Yehezkiel menggambarkan bagaimana aliran sungai itu mengalir ke arah Timur menuju laut mati dan membuat air laut itu tawar kembali. Satu fakta yang mesti kita pahami bahwa laut mati, dikatakan mati oleh karena kadar garam dalam airnya yang sangat tinggi sehingga tidak memungkinkan adanya kehidupan mahluk laut di dalamnya. Dengan kalimat "membuat air itu menjadi tawar" Yehezkiel memberi penekanan yang sangat penting tentang kuat kuasa air dari bait Allah, air yang mengalir dari kebaikan Allah. Demikian pula dengan kita, segala tindakan atau tutur kata kita sekiranya mampu berperan sebagai air yang tidak saja menyejukkan tetapi juga memberi dampak yang sangat besar bagi sesama dan situasi atau keadaan sekitar kita. Kita percaya bahwa segala tindakan kita yang bersumber dari Allah memiliki daya transformasi.
Saudara-saudari yang terkasih dalam Kristus Yesus, sebelum kita berbagi aliran kebaikan kepada sesama hal pertama dan utama yang mesti kita perhatikan ialah kita merupakan orang pertama yang mesti terbuka terhadap aliran kasih Tuhan. Bagaimana mungkin kita berbagi kebaikan kepada sesama sementara diri kita belum mengalami kasih Tuhan secara penuh.
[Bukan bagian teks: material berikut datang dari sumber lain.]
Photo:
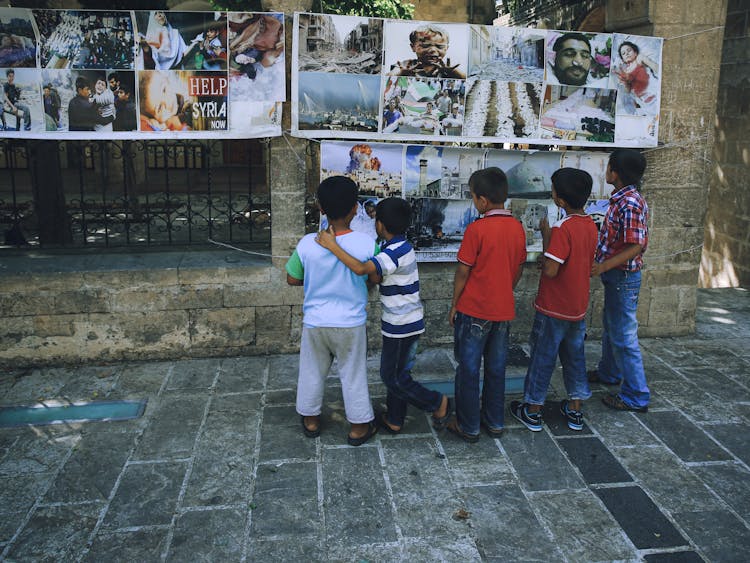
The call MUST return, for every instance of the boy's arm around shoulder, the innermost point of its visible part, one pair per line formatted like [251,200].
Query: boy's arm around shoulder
[327,239]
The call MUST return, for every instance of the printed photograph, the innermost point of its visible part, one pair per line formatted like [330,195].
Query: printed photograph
[375,167]
[181,40]
[426,49]
[636,74]
[344,44]
[438,227]
[423,170]
[529,173]
[574,58]
[85,39]
[505,110]
[421,106]
[571,113]
[256,57]
[509,54]
[458,164]
[338,102]
[21,103]
[17,39]
[182,100]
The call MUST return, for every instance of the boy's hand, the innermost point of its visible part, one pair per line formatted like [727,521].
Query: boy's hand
[327,238]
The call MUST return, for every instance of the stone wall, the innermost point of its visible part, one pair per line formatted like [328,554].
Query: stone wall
[726,254]
[104,308]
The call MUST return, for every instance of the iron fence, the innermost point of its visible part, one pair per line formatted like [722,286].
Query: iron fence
[134,193]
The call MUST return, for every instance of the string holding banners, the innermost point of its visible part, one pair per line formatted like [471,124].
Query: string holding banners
[87,74]
[472,83]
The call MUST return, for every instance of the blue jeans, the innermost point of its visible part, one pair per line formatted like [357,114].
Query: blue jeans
[475,339]
[621,354]
[396,361]
[551,337]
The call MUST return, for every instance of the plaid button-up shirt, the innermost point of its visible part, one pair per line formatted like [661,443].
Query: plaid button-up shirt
[626,222]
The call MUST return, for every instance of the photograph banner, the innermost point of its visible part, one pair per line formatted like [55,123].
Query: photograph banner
[88,74]
[368,78]
[435,181]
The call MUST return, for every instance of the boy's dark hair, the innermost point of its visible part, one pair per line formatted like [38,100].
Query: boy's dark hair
[572,185]
[491,183]
[629,164]
[336,196]
[395,214]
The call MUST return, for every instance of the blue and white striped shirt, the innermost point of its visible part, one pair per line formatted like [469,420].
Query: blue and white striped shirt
[399,291]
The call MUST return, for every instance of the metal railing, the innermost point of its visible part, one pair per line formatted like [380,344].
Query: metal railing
[134,193]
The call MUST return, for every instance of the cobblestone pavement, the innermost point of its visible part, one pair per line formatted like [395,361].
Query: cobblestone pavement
[217,468]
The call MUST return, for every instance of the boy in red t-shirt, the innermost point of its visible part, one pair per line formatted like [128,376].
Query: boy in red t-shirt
[561,303]
[489,267]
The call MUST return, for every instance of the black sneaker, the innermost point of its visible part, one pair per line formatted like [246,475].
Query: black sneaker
[532,421]
[573,418]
Umpama segelas air, pertama-tama kita mesti membuat diri kita penuh, dan dari kepenuhan itulah kita akan membaginya dengan sesama, "bagai air yang membual dari Bait Allah". Untuk itu sebagai bait Allah kita mesti kembali kepada sumber utama, yakni Allah.
Akhirnya, saya hendak mengajak kita sekalian untuk kembali kepada sentral kita yaitu Yesus Kristus. Dalam bacaan Injil kita telah menyimak bagaimana Yesus yang menyucikan bait Allah dari segala praktik pencemaran seperti berdagang dan tukar-menukar uang. Awalnya orang Yahudi tidak merasa itu merupakan suatu ketimpangan. Waktu demi waktu berlalu persoalan itu justru menjadi kebiasaan. Mereka tak lagi mengganggap itu salah. Kita pun seringkali bertindak demikian. Ada begitu banyak kebiasaan buruk yang kita pertahankan karena berawal dari pembiasaan yang salah, contohnya berkata kotor. Kita mencemarkan diri kita dengan kebiasaan atau kesalahan-kesalahan kecil. Namun hari ini kita perlu kembali kepada Yesus. Kita harus belajar sikap tegas dari Yesus agar berani menentang praktik yang salah dalam hidup kita. Selain itu kita juga memohon kekuatan Tuhan agar kita mampu berkomitmen terhadap hidup yang baik. Sebab semua itu bersumber dari Allah dan kembali kepada Allah.